Member of the Legislative Assembly of Alberta
- In office June 19, 1930 – August 22, 1935
- Preceded by: George Mihalcheon
- Succeeded by: William Tomyn
- Constituency: Whitford

Personal details
- Born: Izydor Goretskyi November 11, 1902 Barbivtsi, Duchy of Bukovina, Austria-Hungary (now Brusnytsia, Ukraine)
- Died: February 22, 1999 (aged 96) Surrey, British Columbia, Canada
- Party: United Farmers
- Occupation: Farm labourer, teacher and politician

Military service
- Allegiance: Canada
- Branch/service: Royal Canadian Air Force
- Years of service: 1942-1945
- Battles/wars: World War II

= Isidore Goresky =

Canadian politician

Isidore Goresky (Ізидор Ґорецький; November 11, 1902 – February 22, 1999) was a Canadian farm labourer, teacher and provincial politician active in the province of Alberta. He served as a member of the Legislative Assembly of Alberta from 1930 to 1935 sitting with the United Farmers caucus in government.

==Early life==
Isidore Goresky was born on November 25, 1902, in Barbivtsi, in the Austrian Duchy of Bukovina (now known as Brusnytsia and part of Ukraine). His family moved to Canada in 1905 after being unable to improve their living conditions. The family settled in Stony Mountain, Manitoba. He lived in the town until 1918 when his father Basil purchased a farm six miles to the north-west of the community.
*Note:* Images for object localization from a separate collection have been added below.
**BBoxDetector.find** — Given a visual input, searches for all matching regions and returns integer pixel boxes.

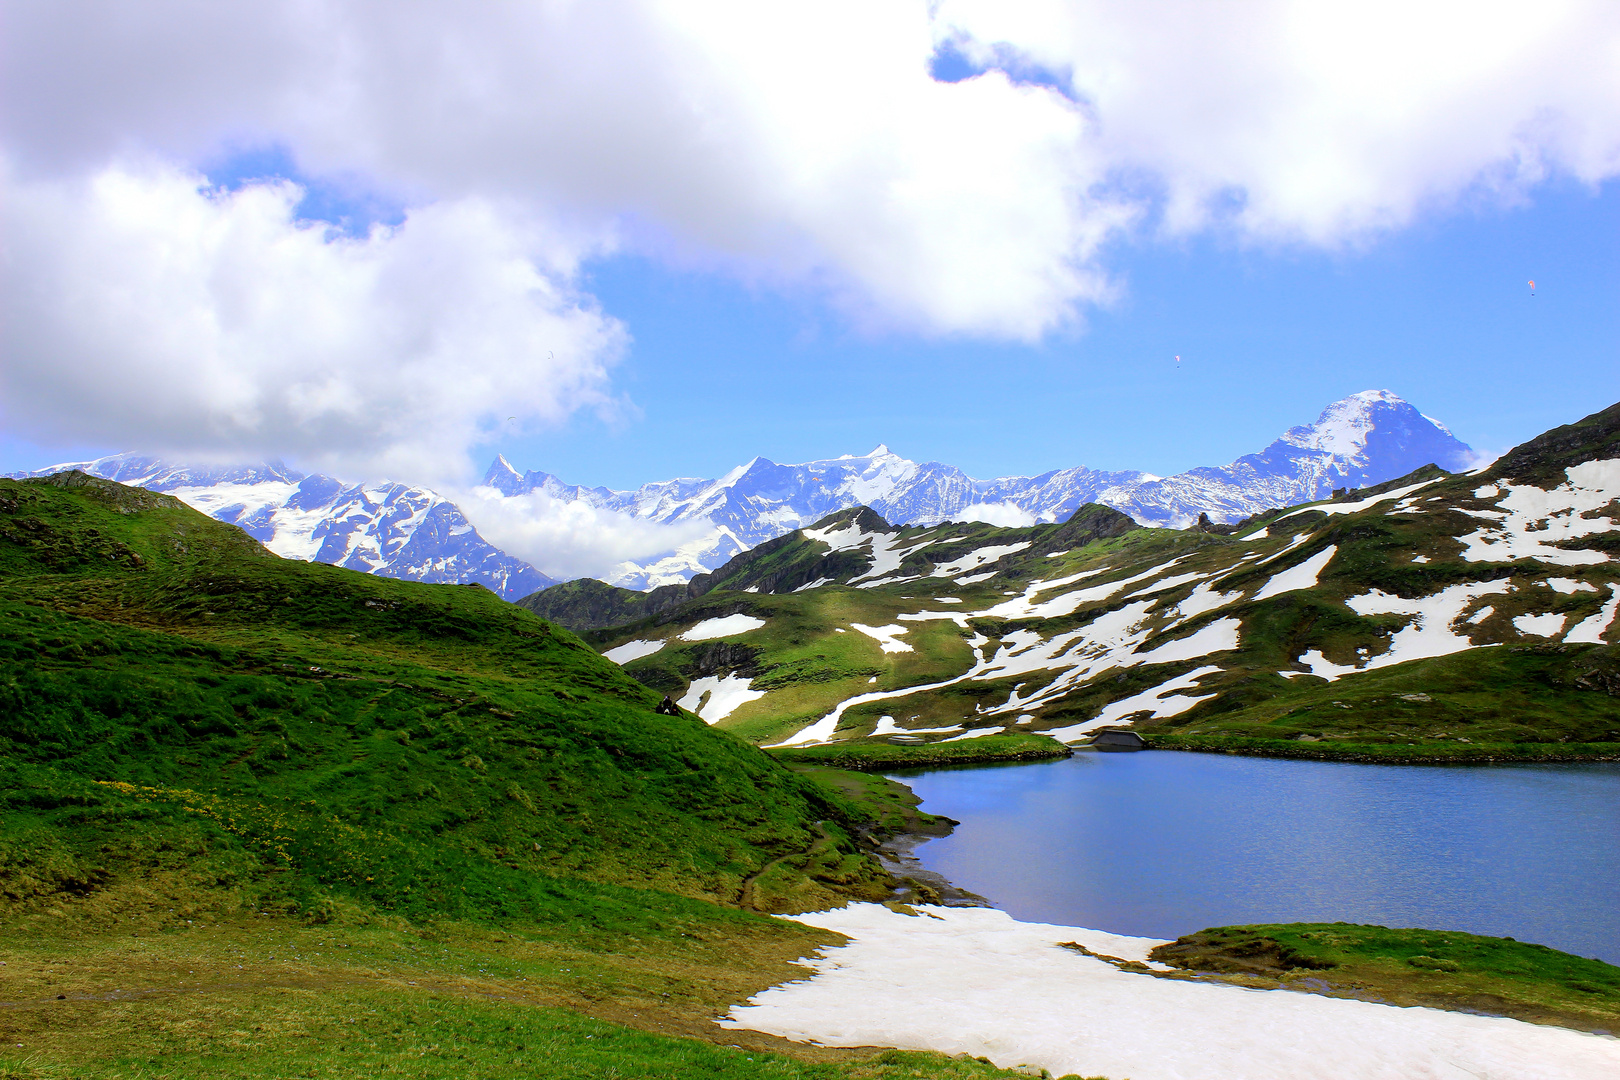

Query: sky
[2,1,1618,498]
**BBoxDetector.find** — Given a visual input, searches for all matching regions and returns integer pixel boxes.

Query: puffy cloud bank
[3,1,1618,473]
[454,485,714,583]
[0,161,624,482]
[954,502,1039,529]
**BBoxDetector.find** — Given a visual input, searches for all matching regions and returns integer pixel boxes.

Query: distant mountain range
[11,390,1473,596]
[489,390,1475,588]
[4,456,555,601]
[549,397,1619,754]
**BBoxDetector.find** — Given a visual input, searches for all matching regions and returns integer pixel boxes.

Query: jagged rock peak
[804,506,896,534]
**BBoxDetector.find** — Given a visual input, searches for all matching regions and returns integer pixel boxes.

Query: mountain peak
[1343,388,1406,407]
[481,455,526,493]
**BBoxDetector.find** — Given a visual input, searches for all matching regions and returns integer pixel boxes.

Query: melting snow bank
[680,614,767,641]
[677,674,765,722]
[722,904,1620,1080]
[603,638,665,664]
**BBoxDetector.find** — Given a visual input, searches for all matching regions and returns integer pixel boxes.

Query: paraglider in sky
[1529,280,1536,296]
[1175,355,1181,364]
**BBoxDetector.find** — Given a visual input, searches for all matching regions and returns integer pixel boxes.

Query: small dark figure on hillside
[655,695,682,716]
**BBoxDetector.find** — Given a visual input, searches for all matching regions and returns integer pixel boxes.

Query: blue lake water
[889,751,1620,964]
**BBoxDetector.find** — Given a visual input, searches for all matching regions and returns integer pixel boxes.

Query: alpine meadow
[4,3,1620,1078]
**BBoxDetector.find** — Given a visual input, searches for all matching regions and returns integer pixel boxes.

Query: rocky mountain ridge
[494,389,1473,588]
[4,454,555,600]
[9,389,1470,597]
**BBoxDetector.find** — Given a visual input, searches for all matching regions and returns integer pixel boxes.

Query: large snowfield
[723,904,1620,1080]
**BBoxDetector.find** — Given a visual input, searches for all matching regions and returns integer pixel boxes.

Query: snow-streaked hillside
[578,397,1620,749]
[489,390,1473,589]
[6,454,555,600]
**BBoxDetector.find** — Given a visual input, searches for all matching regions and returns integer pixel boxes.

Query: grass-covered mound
[769,733,1071,772]
[0,471,891,920]
[2,472,1055,1077]
[1149,639,1620,762]
[0,902,1081,1080]
[1148,923,1620,1034]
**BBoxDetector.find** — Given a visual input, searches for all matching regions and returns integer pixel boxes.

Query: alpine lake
[887,750,1620,965]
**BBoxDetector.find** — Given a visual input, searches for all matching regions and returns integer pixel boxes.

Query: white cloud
[0,161,625,482]
[953,502,1038,528]
[10,2,1614,343]
[937,0,1620,242]
[455,484,715,582]
[2,1,1618,469]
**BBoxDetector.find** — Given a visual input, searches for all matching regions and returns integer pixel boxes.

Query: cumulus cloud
[10,2,1614,343]
[953,502,1038,528]
[0,161,625,482]
[455,485,714,582]
[937,0,1620,242]
[2,0,1618,470]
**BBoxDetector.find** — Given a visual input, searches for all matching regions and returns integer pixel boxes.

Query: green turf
[769,734,1071,771]
[1149,922,1620,1033]
[0,914,1098,1080]
[0,471,945,1075]
[0,472,899,920]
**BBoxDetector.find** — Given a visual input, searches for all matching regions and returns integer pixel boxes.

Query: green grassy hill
[5,450,1617,1076]
[563,401,1620,762]
[0,471,897,920]
[2,470,1073,1078]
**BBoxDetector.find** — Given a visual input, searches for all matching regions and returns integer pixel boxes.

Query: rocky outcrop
[1485,400,1620,487]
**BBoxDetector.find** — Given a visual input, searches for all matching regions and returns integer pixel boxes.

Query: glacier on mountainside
[486,390,1474,589]
[6,454,555,601]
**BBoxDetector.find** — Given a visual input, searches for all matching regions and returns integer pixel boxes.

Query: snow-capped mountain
[6,454,556,601]
[490,390,1474,589]
[11,390,1471,597]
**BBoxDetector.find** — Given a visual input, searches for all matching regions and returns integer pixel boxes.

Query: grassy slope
[0,473,1080,1079]
[3,906,1096,1080]
[579,455,1620,762]
[1142,471,1620,760]
[0,473,893,916]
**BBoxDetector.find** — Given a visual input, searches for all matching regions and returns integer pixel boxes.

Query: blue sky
[4,165,1613,489]
[3,3,1618,494]
[502,177,1618,487]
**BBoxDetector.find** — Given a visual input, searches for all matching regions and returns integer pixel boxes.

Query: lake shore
[1145,733,1620,764]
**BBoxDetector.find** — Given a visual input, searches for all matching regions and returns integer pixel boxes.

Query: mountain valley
[555,399,1620,761]
[2,401,1617,1078]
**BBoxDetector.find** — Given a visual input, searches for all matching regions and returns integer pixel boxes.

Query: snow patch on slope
[603,639,665,664]
[1343,580,1514,671]
[1459,459,1620,567]
[1566,586,1620,644]
[680,614,767,641]
[678,675,766,723]
[1253,546,1337,601]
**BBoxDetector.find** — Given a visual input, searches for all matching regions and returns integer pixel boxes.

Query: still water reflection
[890,751,1620,964]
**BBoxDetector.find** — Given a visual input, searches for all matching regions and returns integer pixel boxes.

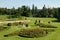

Goresky began his working life as a farm hand and went to school in various locals around Manitoba. He tried to join the Army in 1917 but was unsuccessful. He began teaching in the fall of 1918 and worked his first stint for four months. He later went to the University of Manitoba in 1920 and then attended normal school in Brandon, Manitoba, graduating in 1922.

Goresky continued to work various teaching jobs until he moved to Alberta in 1926 to accept a job as a principal in Smoky Lake. He tried to re-enroll with the University of Manitoba to complete his master's degree but was unable to so he went to the University of Alberta instead. He obtained his master's degree in 1929. He ran for political office in 1930.

==Political career==
Goresky ran for a seat to the Alberta Legislature in the 1930 Alberta general election as a United Farmers candidate in the Whitford electoral district. He defeated two other candidates by taking 70 percent of the district vote, a landslide margin of victory to hold the seat for his party. He was one of the first Ukrainians to serve in thee Alberta Legislature.

Goresky ran for a second term in the 1935 Alberta general election. He was defeated by Social Credit candidate William Tomyn finishing a distant third out of fourth place ahead of former MLA Andrew Shandro.

==Late life==
After his defeat from office Goresky moved to Edmonton. He worked as a rector for the Ukrainian M. Hrushewsky Institute for a year and then got hired on as a teacher for the Edmonton Public Board of Education, after that he worked as a school superintendent in the town of Consort, Alberta. He began working on his Master's of Education in 1936 completing it in 1938. Goresky joined the Royal Canadian Air Force in 1942. He was discharged from the service after World War II in 1945. After the war he continued to work various education posts until 1966.

Goresky spent the late 1960s and 1970s researching early Ukrainian immigration to Canada, translating and publishing various records. He also translated and published two books History of Ukrainian Settlement in Canada and Ukrainian Pioneers of Alberta.

Goresky moved to White Rock, British Columbia, in 1986. He died on February 22, 1999, in Surrey, British Columbia. He was the last living member of the United Farmers government. His funeral service was held on March 1, 1999, at the Ukrainian Orthodox Church of St. Mary's in Surrey, British Columbia.